Maybe "the Abe government would not revise the 1993 apology, which formally recognized the military’s responsibility in forcing women into sexual slavery" is what Suga wanted to say.

Unfortunately, what actually came out of his mouth, according to the NHK video report (Link - J video) was:
"[The Abe Government] has not said that it is studying the Kono Statement, including the possibility of revision. For the Abe Government, the basic line of thought is that t[he sex slave issue] is not one we must make into a political or foreign policy issue."
Suga's syntax and word choice open possibilities for coy "How were we to know?" excuses later, on the order of "How were we to know that foreign governments were going to make political or foreign policy issues of our revising of the Kono Statement?" There is also that peculiar use of the phrase "must make into" (ni saseru beki)– as if there were some outside force pressing upon the poor, defenseless Abe Government, pushing it to make revisions to the Kono Statement it does not want to make.

Then there is the matter of the seemingly superfluous "the basic line of thought is that" (to iu no ga kihonteki na kangaekata da). It is true that there are no word police to cut short this kind of verbal spinning of wheels. As a consequence such verbosity is rampant, particularly in political speech.

This does not mean that Suga was not being very careful in piling up a wall of subordination at the end of his sentence. He has left open the door for a "Well, it was not our basic idea to revise the Kono Statement...but we were thinking about revision in a sort of oblique way...and then the political situation changed and we decided to go through with it."

As for trusting what members of the Abe Government say, there is that problem too. When a snake tells you "I'm not hungry" (Or, more specifically, "My basic thought is that I'm not hungry") -- is what matters is the fact that the snake said, "I'm not hungry" or that he is a snake?

So, yes -- I do prefer Toko Sekiguchi's more cautious take on the same story (Link) -- but even she puts in a "never" where it does not likely belong.
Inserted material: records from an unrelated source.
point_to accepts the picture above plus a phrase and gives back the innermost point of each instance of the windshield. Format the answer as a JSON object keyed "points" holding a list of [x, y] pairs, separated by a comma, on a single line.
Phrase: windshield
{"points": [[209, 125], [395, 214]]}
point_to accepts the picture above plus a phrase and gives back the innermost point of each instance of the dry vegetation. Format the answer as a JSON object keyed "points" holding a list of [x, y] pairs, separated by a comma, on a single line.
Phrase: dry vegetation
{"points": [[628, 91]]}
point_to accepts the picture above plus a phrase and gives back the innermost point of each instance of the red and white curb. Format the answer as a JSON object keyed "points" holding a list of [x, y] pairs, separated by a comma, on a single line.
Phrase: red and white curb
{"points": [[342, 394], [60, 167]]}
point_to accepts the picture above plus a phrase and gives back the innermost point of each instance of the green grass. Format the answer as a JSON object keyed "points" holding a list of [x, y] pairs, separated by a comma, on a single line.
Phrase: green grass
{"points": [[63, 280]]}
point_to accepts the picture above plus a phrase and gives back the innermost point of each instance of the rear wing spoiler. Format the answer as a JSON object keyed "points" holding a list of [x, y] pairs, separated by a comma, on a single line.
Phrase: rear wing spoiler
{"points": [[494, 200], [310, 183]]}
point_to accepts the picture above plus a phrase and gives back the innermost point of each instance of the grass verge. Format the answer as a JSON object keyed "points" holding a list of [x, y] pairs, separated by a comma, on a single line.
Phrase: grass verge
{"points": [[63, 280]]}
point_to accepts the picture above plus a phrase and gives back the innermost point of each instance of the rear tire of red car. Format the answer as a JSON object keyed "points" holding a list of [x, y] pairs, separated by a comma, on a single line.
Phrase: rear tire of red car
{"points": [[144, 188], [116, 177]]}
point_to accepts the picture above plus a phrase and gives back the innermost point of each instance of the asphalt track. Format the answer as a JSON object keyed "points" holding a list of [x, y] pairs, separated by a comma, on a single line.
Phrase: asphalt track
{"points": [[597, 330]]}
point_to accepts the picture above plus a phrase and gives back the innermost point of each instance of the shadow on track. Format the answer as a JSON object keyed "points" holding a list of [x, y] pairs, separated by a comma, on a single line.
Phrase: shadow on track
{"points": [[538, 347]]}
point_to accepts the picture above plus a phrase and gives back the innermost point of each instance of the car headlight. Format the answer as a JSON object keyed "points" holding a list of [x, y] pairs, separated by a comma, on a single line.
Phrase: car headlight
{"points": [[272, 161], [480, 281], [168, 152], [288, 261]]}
Later - The online English-language edition of Pravda-by-the-Palace checks in with its own restrained version of the story (Link). The kicker phrase in the English language version is "effectively modifying Abe's position on history." In an abbreviated Japanese version of the story, the operative phrase is shusho no hatsugen o jijitsujo kido shusei suru koto -- which translates more literally as "what is for all intents and purposes a rectification of the trajectory of the prime minister's statements." (Link - J)


Image courtesy: NHK

2 comments:

Scott said...

Is amazing how much meaning can get lost or missed in translation by how well the Japanese can articulate themselves ambiguously. The saseru part is a wonderful device. Snake is an apt term here.

Philippe said...

Assuming there is some truth to it that this recent about-face is a response to pressure from the US (as some pundits posit), the wording is an interesting dig at the US (look, we’ll shut up, for now…). It still allows the Abe-apologists to claim that he is reasonable, and blah, blah.

Meanwhile, this mainichi english mini article has one interesting sentence: … document produced by a postwar international military tribunal containing a Japanese soldier's testimony about abducting Chinese women as military sex slaves …. I might wonder how much that has influenced the new statement, esp after the recent declarations by Abe-san (both the jan-feb ones and the april one). I’ve no idea if (and how! buried deeply in some article?) this appeared in the Japanese language media, as I haven’t had any time / energy to investigate.